If desired, a new bitstream download can be manually or automatically initiated (see arrow 117) after the detection of a CRC error. This procedure is commonly followed when CRC errors are assumed to be the result of transmission errors, e.g., when bitstream tampering is not a concern.
In theory, a decryption key could be discovered by using a pirated bitstream to repeatedly configure a PLD. Every possible combination of bits can be tried as the decryption key, until one combination results in a functional, configured PLD. However, since each test requires at least a few milliseconds, and there are typically at least 56 bits in the decryption key, this is a very time-consuming process. Even greater security is provided by using encryption/decryption methods such as the triple-DES method. When three 56-bit keys are used for encryption, as in the triple-DES method, it would take many years of effort to “break the code” for a single design. Therefore, the use of triple-DES encryption/decryption methods (or other highly secure methods) is highly desirable in situations where extreme security is required.
However, no matter what encryption/decryption algorithm is used, the configuration of a PLD with an encrypted bitstream requires the presence of the decryption key.
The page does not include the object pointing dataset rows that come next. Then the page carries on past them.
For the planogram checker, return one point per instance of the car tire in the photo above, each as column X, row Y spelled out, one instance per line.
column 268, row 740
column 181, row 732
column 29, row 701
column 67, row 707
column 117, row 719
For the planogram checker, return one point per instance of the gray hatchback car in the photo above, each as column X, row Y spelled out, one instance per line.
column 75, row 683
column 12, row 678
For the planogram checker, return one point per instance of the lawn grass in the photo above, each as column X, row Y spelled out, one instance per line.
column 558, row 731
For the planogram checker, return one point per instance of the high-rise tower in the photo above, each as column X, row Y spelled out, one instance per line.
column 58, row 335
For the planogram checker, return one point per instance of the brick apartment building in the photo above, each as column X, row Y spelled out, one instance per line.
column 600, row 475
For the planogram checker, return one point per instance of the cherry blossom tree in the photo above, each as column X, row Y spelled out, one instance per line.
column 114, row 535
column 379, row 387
Therefore, if reconfiguration of the PLD is enabled, the decryption key is generally stored in a special key memory in the PLD. In these situations, the configured, functional PLD remains, at least in theory, subject to reconfiguration by a “hostile” bitstream, e.g., by a bitstream created by an unauthorized person attempting to obtain sensitive information about the design.
Therefore, it is desirable to provide methods of detecting unauthorized bitstreams presented to a PLD in an attempt to reconfigure the device, and preventing the use of such bitstreams to obtain sensitive information. It is further desirable to detect and correct transmission errors in PLD configuration bitstreams. It is yet further desirable to differentiate between transmission errors and unauthorized attempts to access sensitive information by altering a configuration bitstream, thereby allowing a single PLD to address both of these two situations.